Double Chocolate Raspberry Sea Salt Brownies

  • Soft butter, for greasing the pan
  • •Flour, for dusting the buttered pan
  • •4 large eggs
  • •1 cup sugar, sifted
  • •1 cup brown sugar, sifted
  • •8 ounces melted butter
  • •1¼ cups cocoa, sifted
  • •2 teaspoons vanilla extract
  • •1/2 cup flour, sifted
  • •2 packages fresh raspberries or fruit of your choice
  • 1 package of dark chocolate chips
  • ½ teaspoon of salt
  • 1 whopping tablespoon of coarse sea salt (more for finishing, to taste)
  1. Preheat the oven to 300 degrees F. Butter and flour an 8-inch square pan.

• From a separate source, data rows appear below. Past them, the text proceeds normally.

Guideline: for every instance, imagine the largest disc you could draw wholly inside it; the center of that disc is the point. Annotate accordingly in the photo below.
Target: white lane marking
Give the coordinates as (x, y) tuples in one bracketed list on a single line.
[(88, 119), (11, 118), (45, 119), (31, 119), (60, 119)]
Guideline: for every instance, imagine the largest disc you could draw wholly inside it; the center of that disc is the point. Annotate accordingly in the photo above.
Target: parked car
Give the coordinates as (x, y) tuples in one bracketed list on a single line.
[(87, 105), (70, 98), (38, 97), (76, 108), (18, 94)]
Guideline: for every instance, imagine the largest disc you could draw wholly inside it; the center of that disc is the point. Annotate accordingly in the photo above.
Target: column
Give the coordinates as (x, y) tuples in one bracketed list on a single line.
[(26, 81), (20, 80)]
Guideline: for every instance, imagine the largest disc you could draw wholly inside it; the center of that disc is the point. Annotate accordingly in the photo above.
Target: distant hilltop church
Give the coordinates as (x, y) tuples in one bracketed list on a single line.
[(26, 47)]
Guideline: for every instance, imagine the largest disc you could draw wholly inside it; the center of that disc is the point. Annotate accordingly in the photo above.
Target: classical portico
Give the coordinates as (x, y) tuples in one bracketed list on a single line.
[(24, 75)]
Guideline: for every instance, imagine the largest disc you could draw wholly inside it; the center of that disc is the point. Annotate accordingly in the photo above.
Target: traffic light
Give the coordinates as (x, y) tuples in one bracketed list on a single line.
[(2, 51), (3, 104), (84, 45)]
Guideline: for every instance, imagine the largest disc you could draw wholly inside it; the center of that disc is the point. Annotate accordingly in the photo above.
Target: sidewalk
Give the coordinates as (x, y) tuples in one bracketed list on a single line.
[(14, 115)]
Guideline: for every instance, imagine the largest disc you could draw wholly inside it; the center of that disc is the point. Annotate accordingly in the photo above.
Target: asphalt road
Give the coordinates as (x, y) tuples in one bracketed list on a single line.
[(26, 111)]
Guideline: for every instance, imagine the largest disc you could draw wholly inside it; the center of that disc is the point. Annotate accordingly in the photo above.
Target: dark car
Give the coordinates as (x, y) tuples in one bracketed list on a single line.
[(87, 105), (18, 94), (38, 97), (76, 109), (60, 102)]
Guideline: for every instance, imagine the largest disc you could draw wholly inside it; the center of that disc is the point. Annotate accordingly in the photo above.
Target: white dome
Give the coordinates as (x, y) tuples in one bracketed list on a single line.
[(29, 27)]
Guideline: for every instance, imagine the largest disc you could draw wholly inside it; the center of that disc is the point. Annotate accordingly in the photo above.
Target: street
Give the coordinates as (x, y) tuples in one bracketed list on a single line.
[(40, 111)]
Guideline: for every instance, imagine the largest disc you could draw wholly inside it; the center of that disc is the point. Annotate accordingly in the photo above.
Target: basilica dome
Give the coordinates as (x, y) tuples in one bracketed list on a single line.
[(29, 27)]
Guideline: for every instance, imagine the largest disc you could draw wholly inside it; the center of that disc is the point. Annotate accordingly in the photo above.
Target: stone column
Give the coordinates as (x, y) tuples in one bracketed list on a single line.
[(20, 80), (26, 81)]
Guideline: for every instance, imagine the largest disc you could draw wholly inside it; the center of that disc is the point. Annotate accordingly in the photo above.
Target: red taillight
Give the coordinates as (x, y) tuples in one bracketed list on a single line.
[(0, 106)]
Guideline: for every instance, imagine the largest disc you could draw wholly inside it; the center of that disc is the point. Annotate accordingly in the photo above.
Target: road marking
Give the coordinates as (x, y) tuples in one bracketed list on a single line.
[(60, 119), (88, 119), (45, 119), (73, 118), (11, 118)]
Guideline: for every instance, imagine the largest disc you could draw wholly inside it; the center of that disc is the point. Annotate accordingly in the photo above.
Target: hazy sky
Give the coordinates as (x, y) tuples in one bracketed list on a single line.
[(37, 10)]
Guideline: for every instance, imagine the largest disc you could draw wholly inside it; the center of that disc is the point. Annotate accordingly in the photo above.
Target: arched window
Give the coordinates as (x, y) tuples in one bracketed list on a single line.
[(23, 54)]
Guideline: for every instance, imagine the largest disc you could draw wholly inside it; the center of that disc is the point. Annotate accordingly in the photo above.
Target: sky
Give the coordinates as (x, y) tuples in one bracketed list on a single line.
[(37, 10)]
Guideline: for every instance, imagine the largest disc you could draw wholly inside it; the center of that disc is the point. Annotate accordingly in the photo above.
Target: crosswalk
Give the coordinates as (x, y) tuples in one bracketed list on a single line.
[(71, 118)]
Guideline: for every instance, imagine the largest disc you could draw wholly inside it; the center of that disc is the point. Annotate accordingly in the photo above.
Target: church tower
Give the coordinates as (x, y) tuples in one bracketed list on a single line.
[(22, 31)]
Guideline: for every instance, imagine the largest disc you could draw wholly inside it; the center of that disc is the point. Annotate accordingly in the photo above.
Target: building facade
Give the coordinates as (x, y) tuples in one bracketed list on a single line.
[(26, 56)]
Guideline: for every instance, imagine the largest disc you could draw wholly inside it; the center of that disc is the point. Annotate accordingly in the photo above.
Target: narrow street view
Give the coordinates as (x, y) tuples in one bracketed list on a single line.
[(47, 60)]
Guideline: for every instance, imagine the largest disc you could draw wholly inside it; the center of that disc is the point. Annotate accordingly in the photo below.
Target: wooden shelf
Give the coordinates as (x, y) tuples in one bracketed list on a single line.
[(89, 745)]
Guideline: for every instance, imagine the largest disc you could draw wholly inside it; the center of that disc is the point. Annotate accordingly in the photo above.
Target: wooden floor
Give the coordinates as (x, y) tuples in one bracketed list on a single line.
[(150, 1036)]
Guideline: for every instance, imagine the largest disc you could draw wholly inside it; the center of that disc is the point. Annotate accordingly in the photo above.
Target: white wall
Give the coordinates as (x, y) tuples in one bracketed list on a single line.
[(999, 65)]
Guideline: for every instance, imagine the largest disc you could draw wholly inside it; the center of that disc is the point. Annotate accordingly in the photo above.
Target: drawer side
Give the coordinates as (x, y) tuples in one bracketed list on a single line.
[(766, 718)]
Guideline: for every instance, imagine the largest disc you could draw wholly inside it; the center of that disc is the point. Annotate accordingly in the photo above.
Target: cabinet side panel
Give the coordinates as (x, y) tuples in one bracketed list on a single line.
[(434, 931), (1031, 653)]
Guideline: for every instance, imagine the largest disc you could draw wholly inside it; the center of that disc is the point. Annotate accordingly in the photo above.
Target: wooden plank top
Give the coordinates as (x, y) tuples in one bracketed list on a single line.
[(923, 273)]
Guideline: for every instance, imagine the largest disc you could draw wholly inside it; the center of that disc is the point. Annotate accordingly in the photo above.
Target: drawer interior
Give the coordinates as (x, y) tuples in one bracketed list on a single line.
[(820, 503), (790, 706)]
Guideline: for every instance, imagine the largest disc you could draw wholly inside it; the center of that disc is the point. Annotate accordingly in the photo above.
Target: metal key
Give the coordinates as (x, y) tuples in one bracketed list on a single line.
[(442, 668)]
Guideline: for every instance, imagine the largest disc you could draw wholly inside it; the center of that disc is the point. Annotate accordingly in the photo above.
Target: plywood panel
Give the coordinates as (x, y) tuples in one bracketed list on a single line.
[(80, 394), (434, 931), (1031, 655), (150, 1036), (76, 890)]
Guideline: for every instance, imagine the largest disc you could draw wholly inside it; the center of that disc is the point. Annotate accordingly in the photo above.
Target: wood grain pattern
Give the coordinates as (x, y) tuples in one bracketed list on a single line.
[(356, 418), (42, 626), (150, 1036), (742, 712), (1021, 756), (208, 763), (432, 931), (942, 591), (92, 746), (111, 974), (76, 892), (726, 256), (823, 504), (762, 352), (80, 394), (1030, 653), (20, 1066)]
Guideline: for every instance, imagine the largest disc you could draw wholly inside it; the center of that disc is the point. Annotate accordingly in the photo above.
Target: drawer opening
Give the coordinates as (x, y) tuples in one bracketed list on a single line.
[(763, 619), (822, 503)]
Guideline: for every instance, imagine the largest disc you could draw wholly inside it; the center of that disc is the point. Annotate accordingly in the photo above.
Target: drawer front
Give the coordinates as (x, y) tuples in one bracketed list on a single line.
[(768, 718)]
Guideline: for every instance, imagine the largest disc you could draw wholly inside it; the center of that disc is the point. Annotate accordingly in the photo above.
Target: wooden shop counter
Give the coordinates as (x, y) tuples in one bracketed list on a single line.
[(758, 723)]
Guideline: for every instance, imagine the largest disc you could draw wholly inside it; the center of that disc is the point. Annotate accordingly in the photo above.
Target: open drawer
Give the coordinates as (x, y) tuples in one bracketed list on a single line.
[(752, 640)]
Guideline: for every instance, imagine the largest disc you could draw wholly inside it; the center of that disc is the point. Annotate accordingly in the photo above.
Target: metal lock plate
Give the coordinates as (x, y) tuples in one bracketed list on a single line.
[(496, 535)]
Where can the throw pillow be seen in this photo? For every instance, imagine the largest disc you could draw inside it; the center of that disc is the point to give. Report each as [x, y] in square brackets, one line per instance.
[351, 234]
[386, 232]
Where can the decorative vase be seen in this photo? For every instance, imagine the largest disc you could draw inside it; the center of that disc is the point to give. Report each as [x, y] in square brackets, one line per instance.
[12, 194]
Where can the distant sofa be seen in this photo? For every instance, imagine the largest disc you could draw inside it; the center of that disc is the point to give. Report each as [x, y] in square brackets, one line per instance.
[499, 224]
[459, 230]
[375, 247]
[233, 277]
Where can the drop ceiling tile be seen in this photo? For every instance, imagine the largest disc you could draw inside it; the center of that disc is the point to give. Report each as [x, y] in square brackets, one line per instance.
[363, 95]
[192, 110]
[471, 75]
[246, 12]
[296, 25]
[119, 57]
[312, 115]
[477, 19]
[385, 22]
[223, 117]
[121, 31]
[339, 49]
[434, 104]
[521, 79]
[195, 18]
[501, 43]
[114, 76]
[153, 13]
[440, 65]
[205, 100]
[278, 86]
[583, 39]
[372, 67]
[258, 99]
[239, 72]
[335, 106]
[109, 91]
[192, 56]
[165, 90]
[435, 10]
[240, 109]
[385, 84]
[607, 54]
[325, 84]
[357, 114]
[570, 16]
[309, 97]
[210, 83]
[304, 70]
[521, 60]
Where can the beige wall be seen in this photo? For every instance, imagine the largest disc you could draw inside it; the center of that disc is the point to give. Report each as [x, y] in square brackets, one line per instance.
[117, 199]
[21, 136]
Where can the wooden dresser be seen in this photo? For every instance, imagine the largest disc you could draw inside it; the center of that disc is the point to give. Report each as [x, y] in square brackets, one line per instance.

  2. In a mixer fitted with a whisk attachment, beat the eggs at medium speed until fluffy and light yellow. Add both sugars. Add remaining ingredients, raspberries and chocolate and mix to combine.
  3. Pour the batter into a greased and floured 8-inch square pan and bake for 45 minutes. Check for doneness with the tried-and-true toothpick method: a toothpick inserted into the center of the pan should come out clean. When it’s done, remove to a rack to cool. Resist the temptation to cut into it until it’s mostly cool.